Young’s fictional Planet City movie proposes a hyper-dense, self-sufficient metropolis housing 10 billion people.
Built according to the principles of the circular economy, it could be built on 0.02 per cent of the planetary surface, taking up an area “roughly the size of an average US state”.
Planet City is a project by Los Angeles-based film director and architect Liam Young, exploring the productive potential of extreme densification, in a speculative future where ten billion people surrender the rest of the planet to a global wilderness.
It imagines a radical reversal of planetary sprawl, where the world’s population retreats from our vast network of cities and entangled supply chains into one hyper-dense metropolis housing the entire population of the earth.
It is a vision of the future that runs counter to our current world, where humans dominate the planet. Where centuries of colonisation, globalisation and never-ending economic extraction and expansionism has remade the world from the scale of the cell to the tectonic plate.
Although wildly provocative, Planet City eschews the techno-utopian fantasy of designing a new world order. This is not a neo-colonial masterplan to be imposed from a singular seat of power.
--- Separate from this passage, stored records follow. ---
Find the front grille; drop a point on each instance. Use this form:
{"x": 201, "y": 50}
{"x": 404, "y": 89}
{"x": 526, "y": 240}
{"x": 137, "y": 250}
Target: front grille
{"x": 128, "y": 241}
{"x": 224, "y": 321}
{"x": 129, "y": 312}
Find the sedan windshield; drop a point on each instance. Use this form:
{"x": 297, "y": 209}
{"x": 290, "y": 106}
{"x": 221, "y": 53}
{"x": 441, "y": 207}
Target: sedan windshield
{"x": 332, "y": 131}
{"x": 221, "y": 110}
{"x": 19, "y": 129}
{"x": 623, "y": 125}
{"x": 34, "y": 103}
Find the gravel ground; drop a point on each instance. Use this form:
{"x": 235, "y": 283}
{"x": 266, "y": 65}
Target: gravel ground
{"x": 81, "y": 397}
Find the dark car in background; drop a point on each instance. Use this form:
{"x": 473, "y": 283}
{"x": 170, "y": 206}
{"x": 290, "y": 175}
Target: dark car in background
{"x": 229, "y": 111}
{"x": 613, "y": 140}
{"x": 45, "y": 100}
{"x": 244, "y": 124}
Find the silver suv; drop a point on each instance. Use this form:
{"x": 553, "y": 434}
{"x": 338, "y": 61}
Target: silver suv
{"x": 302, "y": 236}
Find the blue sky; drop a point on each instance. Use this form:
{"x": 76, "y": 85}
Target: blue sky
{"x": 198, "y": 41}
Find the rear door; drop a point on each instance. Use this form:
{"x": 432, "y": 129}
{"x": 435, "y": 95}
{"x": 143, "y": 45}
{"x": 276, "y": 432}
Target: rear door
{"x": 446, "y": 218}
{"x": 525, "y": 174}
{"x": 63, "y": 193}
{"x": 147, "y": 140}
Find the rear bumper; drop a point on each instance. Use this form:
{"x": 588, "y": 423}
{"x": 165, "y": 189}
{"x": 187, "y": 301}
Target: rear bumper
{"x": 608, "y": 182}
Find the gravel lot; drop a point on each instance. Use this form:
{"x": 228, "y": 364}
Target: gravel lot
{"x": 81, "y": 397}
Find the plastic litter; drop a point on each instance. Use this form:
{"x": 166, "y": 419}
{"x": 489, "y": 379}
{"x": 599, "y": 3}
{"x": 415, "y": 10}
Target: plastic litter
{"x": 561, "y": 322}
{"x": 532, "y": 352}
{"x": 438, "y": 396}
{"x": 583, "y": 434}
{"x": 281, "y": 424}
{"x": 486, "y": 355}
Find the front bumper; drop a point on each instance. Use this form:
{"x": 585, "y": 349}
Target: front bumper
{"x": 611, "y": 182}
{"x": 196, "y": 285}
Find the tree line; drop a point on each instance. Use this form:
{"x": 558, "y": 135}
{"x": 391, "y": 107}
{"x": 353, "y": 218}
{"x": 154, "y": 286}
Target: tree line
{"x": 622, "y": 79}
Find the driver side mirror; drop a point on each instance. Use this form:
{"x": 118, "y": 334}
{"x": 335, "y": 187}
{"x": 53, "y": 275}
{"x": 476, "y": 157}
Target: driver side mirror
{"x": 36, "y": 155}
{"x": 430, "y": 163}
It is a work of critical architecture – a speculative fiction grounded in statistical analysis, research and traditional knowledge. It is a collaborative work of multiple voices and cultures supported by an international team of acclaimed environmental scientists, theorists and advisors.
In Planet City we see that climate change is no longer a technological problem, but rather an ideological one, rooted in culture and politics. This is a fiction shaped like a city. Simultaneously an extraordinary image of tomorrow and an urgent examination of the environmental questions facing us today.
Planet City, 2020, is a newly commissioned immersive film by Australian film director and speculative architect Liam Young, which provides a window into an alternative urban future that has been created as an antidote to the climate crisis. Planet City is simultaneously an extraordinary image of tomorrow and a provocative examination of the pertinent questions that face us today. The work considers what might happen if we radically reverse the sprawl of cities, instead housing the world’s projected population in one super dense, but workable, city. Based on extensive research, involving a global think tank of advisers and collaborators, Planet City shares what it could be like to house all humans and their attendant infrastructure and resources in a city for ten billion, enabling the rest of the globe to heal as a vast wilderness.
Installed at the 2020 Triennial of the National Gallery of Victoria in Australia, ‘Planet City’ depicts a world where the whole of humankind lives in one megacity, allowing the rest of the world to become a wildlife conservation area.
Conceived by filmmaker and architect Liam Young, the project draws on science fiction, as well as extensive research and imagination, to create a speculative image of what might happen if humanity would radically reverse urban sprawl and enact a strategic retreat into a microcosm of our planet.